Certaines situations sont irrésistibles (Monsieur Sempere soul !), les dialogues toujours aussi riches et percutants. A mesure que le mensonge se lèvre et qu'on sent irrémédiablement la vérité pointer le bout de ses formes, le cataclysme est à prévoir.

J'ai aimé la construction de la haine de David. Cette ombre qui voile le tableau de sa femme et de son enfant. Ce poison qui s'inflitre dans son coeur, jour après jour. Son absurde promesse.

Il me démangeait de connaitre la suite, qui promet d'être puissante. 
Et comme Le labyrinthe des esprits, sorti l'an dernier en Espagne n'a toujours pas été traduit en Français, il faut encore prendre patience.

De mon côté je me tâte à le commencer en Espagnol, une langue que je suis loin de maitriser mais qui ne m'est pas non plus étrangère. Affaire à suivre.






Carlos Ruiz Zafon, petit barcelonais cinquantenaire, issu d'un père assureur et d'une mère femme au foyer, grandit dans l'amour des récits, qu'il se fait dans sa tête dès l'enfance. A l'adolescence, il monte un fanzine avec des copains, finalement censuré par le directeur, jugé trop sanglant. 
Cet amour du fantastique et du gothique, le suivra toute sa vie. A 14 ans, il écrit un roman de 600 pages, ses premiers essais sérieux d'écriture. Son bac en poche, Zafon se dirige vers la publicité, où il excelle de nombreuses années et connait l'aisance financière.

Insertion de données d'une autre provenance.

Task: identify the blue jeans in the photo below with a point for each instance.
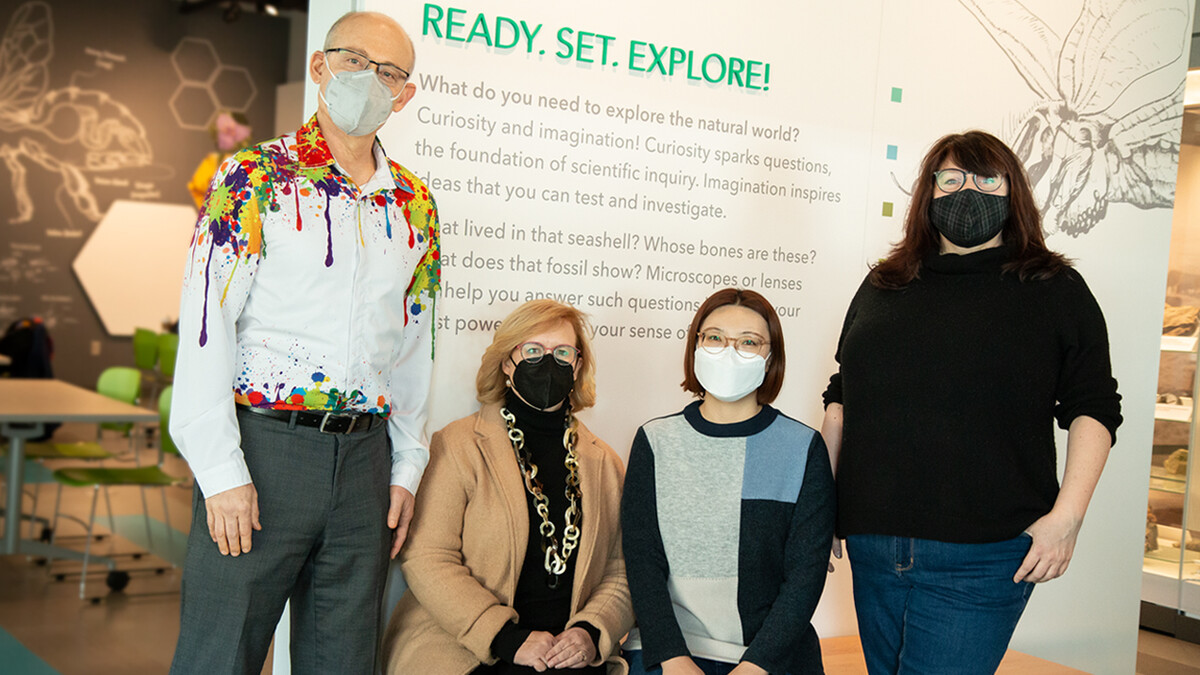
(935, 608)
(709, 667)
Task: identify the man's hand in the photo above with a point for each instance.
(232, 514)
(400, 514)
(573, 649)
(533, 650)
(681, 665)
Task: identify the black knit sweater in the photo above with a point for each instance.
(951, 389)
(539, 607)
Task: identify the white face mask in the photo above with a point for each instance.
(358, 102)
(729, 376)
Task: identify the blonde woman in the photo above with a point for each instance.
(514, 561)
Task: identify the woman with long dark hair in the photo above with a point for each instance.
(958, 354)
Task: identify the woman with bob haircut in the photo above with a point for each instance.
(958, 354)
(514, 561)
(727, 511)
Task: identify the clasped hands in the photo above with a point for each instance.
(570, 649)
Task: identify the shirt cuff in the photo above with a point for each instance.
(407, 476)
(507, 643)
(223, 477)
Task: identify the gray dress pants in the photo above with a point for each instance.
(323, 503)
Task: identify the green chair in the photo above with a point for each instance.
(118, 383)
(168, 347)
(111, 477)
(145, 348)
(142, 476)
(145, 357)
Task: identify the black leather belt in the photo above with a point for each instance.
(324, 422)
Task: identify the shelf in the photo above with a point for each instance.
(1167, 482)
(1179, 344)
(1173, 412)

Mais il sent bien que la pub n'est pas vraiment son truc. Il s'essaye à la littérature jeunesse et s'arrête rapidement. Son truc à lui, c'est le roman, clairement. 

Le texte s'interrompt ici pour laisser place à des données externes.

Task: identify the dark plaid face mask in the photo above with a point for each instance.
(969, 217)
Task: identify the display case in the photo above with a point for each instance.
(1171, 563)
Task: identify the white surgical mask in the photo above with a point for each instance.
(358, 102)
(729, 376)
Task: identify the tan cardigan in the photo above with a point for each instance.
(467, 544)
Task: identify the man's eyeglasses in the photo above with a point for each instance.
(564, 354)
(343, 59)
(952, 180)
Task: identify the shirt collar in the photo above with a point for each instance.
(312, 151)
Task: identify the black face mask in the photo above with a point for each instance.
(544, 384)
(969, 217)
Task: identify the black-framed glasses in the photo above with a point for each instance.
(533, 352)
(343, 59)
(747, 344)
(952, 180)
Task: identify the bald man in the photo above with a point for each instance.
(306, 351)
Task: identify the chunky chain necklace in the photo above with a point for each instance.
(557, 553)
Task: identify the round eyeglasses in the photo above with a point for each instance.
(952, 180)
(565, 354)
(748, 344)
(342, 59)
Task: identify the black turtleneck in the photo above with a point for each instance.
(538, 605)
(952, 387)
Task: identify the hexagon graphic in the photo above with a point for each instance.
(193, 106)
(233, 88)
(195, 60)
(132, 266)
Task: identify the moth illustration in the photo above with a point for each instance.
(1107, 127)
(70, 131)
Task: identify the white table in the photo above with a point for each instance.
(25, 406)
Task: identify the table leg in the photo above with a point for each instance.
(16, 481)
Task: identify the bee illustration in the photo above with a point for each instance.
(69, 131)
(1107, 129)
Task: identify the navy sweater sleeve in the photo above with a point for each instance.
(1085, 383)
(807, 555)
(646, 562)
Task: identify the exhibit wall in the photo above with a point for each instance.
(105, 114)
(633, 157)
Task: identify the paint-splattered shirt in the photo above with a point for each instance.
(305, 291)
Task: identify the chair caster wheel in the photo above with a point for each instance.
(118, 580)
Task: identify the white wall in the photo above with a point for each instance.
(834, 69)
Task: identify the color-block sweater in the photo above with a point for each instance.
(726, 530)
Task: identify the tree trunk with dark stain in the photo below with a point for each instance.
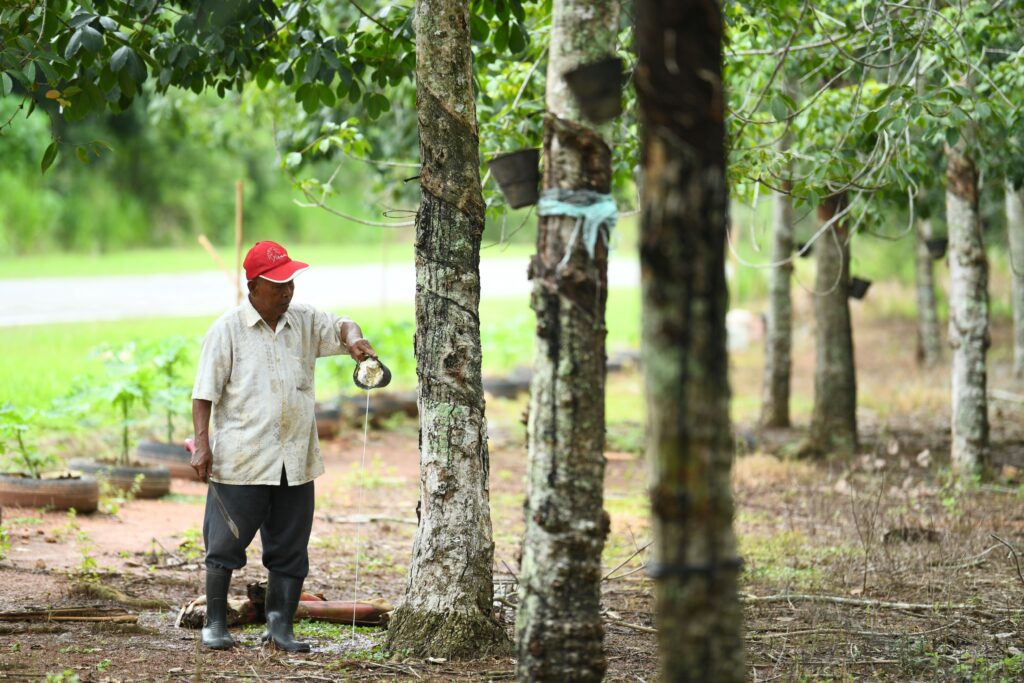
(929, 338)
(448, 611)
(968, 316)
(558, 625)
(834, 420)
(682, 256)
(1015, 236)
(778, 337)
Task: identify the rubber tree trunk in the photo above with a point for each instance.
(834, 420)
(778, 341)
(682, 257)
(968, 316)
(558, 626)
(929, 338)
(446, 611)
(1015, 235)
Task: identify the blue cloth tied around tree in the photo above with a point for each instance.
(596, 215)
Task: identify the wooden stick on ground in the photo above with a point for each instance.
(1013, 551)
(858, 602)
(72, 614)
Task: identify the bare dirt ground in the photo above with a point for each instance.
(882, 567)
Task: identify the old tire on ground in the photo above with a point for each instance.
(156, 481)
(79, 493)
(171, 456)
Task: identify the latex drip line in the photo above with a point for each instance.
(358, 510)
(596, 215)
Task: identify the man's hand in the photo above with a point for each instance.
(202, 459)
(360, 349)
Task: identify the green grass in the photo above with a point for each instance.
(40, 364)
(195, 259)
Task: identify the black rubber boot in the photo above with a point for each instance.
(215, 634)
(282, 598)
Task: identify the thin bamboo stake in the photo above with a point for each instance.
(238, 242)
(215, 256)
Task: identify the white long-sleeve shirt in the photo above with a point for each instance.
(260, 382)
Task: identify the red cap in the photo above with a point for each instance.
(270, 261)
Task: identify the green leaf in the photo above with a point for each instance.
(326, 95)
(81, 19)
(74, 45)
(120, 58)
(517, 39)
(779, 110)
(48, 157)
(312, 68)
(91, 40)
(478, 29)
(310, 100)
(517, 9)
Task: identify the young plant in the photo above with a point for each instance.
(167, 356)
(132, 382)
(14, 425)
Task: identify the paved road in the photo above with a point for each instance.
(85, 299)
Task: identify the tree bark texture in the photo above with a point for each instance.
(1015, 235)
(968, 315)
(778, 340)
(682, 256)
(559, 634)
(929, 337)
(834, 420)
(448, 609)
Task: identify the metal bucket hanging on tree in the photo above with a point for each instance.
(597, 88)
(518, 175)
(937, 247)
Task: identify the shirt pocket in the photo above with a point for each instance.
(302, 374)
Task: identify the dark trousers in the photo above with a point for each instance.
(283, 514)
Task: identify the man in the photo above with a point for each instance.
(256, 377)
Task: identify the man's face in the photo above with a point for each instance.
(270, 299)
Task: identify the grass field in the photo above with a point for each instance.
(39, 364)
(196, 259)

Sa marque de fabrique ? Cette veine gothique et mystérieuse, qu'on retrouve facilement dans ses romans. 

C'est bel et bien L'ombre du vent et son cycle Le cimetière des livres oubliés qui le propulsent au sommet avec plus de 14 millions de livres vendus en Espagne et dans le monde. L'engouement est sans précédent. Récompensé par de nombreux prix, traduit dans une multitude de langues, Zafon aime à raconter à quel point son premier éditeur n'avait pas parié un sous sur sa pépite, jugée trop peu commerciale. 

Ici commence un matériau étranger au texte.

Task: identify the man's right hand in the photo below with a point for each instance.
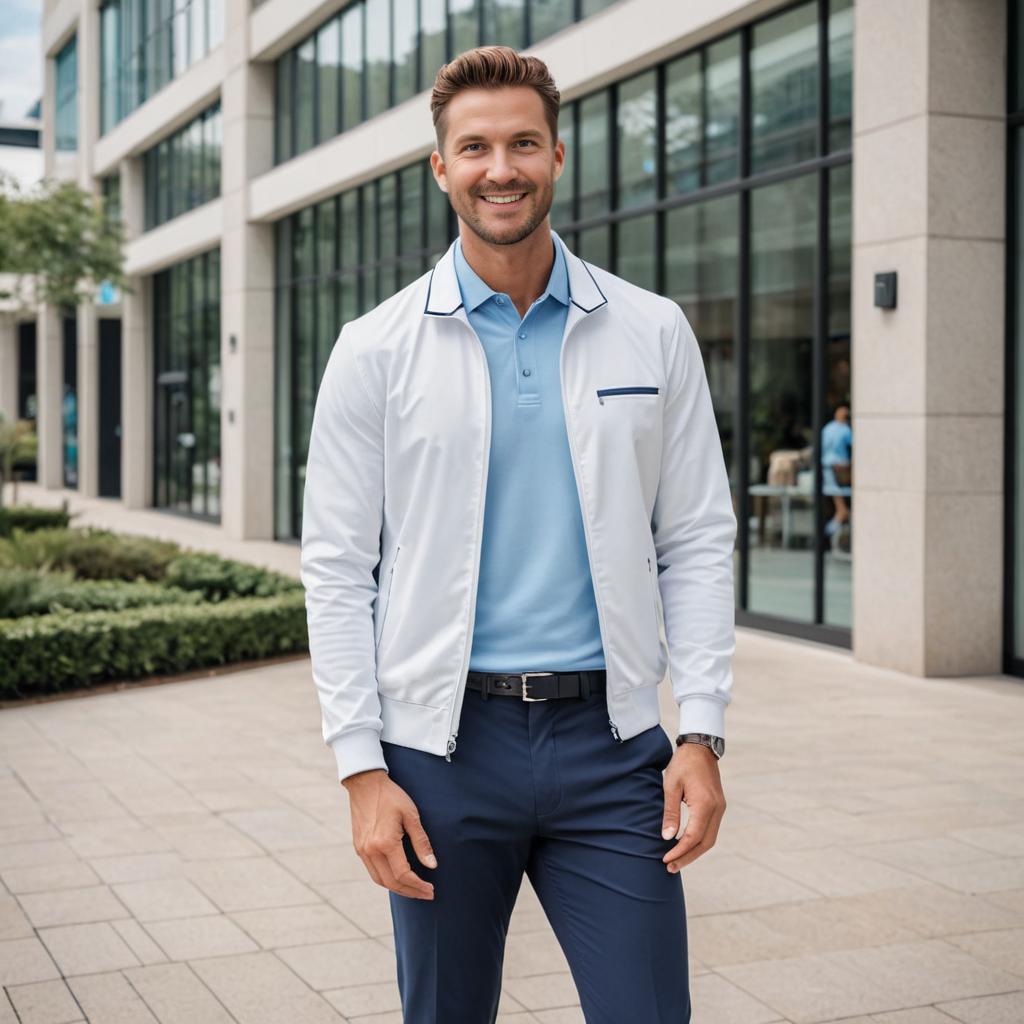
(381, 812)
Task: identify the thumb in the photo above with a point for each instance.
(670, 820)
(418, 837)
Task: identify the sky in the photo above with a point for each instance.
(20, 79)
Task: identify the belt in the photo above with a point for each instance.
(538, 685)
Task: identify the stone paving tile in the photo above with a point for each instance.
(13, 924)
(193, 938)
(162, 899)
(135, 937)
(177, 995)
(109, 998)
(1006, 1009)
(87, 948)
(25, 961)
(337, 965)
(65, 875)
(44, 1003)
(248, 884)
(296, 926)
(138, 867)
(258, 988)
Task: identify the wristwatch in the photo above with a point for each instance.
(715, 743)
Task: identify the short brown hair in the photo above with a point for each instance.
(493, 68)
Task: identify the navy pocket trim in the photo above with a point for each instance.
(603, 391)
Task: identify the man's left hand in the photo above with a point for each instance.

Désormais auteur à succès, Zafon et sa femme s'installent à Los Angeles, où il s'introduit également scénariste, en parallèle de la rédaction de ses romans. Il partage désormais sa vie entre Barcelone et Beverly Hills. Carlos  Ruiz Zafon est aujourd'hui l'auteur espagnol (encore vivant) le plus lu au monde. 



Si les mots glissent comme sur de la soie et nous plongent dans un bon moment en compagnie des pages de Le prisonnier du ciel, j'ai trouvé le roman inférieur aux précédents, plus en terme de contenu que de qualité. On navigue un peu plus profondément dans cette Barcelone torturée par les années franquistes et la dureté de ses injustices.

Le centrage clair et direct sur les personnages chouchou des deux tomes précédents font de Le prisonnier du ciel le seul roman non indépendant de la trilogie. On ne peut pas vraiment, à mon sens en tous cas, le lire sans avoir au préalable été introduit aux événements de L'ombre du vent et de Le jeu de l'ange. Le prisonnier du ciel est un tome de transition, en somme. Il met le feu aux poudres en lançant un nouveau dynamisme, celui de la vengeance qui est parti pour sévir dans le prochain tome. Moi et je crois bien tous les autres lecteurs, on a foutrement hâte de se procurer Le labyrinthe des esprits.